Amazon CloudWatch Now Includes Contributor Insights – in Preview
Amazon CloudWatch Contributor Insights, now available in preview, analyzes time-series data to provide a view of the top contributors influencing system performance. Once set up, Contributor Insights runs continuously without needing additional user intervention. This helps developers and operators more quickly isolate, diagnose, and remediate issues during an operational event.

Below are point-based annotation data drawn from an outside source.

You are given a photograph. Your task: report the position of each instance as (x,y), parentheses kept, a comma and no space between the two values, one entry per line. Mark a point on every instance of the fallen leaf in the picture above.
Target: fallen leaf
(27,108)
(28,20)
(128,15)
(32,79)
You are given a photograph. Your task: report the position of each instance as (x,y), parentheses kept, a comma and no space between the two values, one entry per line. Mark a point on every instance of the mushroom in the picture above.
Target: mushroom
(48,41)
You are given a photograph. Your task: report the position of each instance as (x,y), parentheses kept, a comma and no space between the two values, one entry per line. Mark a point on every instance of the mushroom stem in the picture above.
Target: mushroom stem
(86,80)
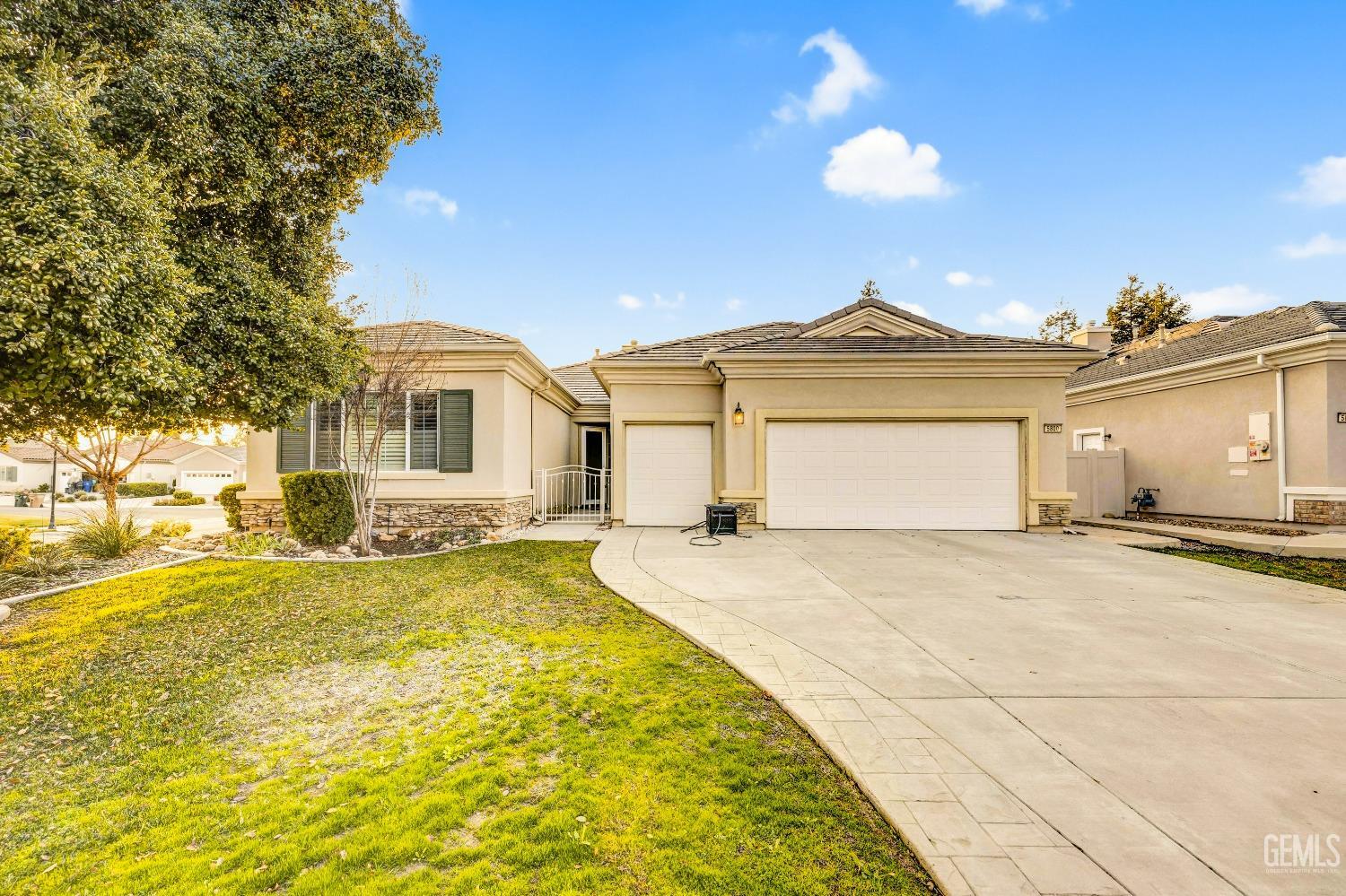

Introducing Amazon CloudWatch Synthetics – Now in Preview
Amazon CloudWatch Synthetics allows you to monitor application endpoints more easily. With this new feature, CloudWatch now collects canary traffic, which can continually verify your customer experience even when you don’t have any customer traffic on your applications, enabling you to discover issues before your customers do. CloudWatch Synthetics supports monitoring of your REST APIs, URLs, and website content, checking for unauthorized changes from phishing, code injection and cross-site scripting. CloudWatch Synthetics runs tests on your endpoints every minute, 24×7, and alerts you when your application endpoints don’t behave as expected. These tests can be customized to check for availability, latency, transactions, broken or dead links, step by step task completions, page load errors, load latencies for UI assets, complex wizard flows, or checkout flows in your applications. You can also use CloudWatch Synthetics to isolate alarming application endpoints and map them back to underlying infrastructure issues to reduce mean time to resolution.
Access resources within your Amazon Virtual Private Cloud using Amazon Kinesis Data Analytics
You can now enable your Amazon Kinesis Data Analytics for Java applications to access resources within your Amazon Virtual Private Cloud (Amazon VPC). This feature enables you to use your streaming applications to read and write data from resources within your VPCs like Amazon Elasticsearch Service clusters, Amazon RDS databases, Amazon Redshift data warehouses, Amazon Managed Streaming for Apache Kafka (Amazon MSK) clusters, and more.
AWS Glue now supports the FindMatches ML Transform on Apache Spark 2.4.3 and AWS Glue version 1.0
AWS Glue now supports running the FindMatches ML Transform in ETL scripts running on Spark 2.4.3 (Glue version 1.0). Previously, you were only able to use the FindMatches ML Transform in Spark 2.2.1 (Glue Version 0.9).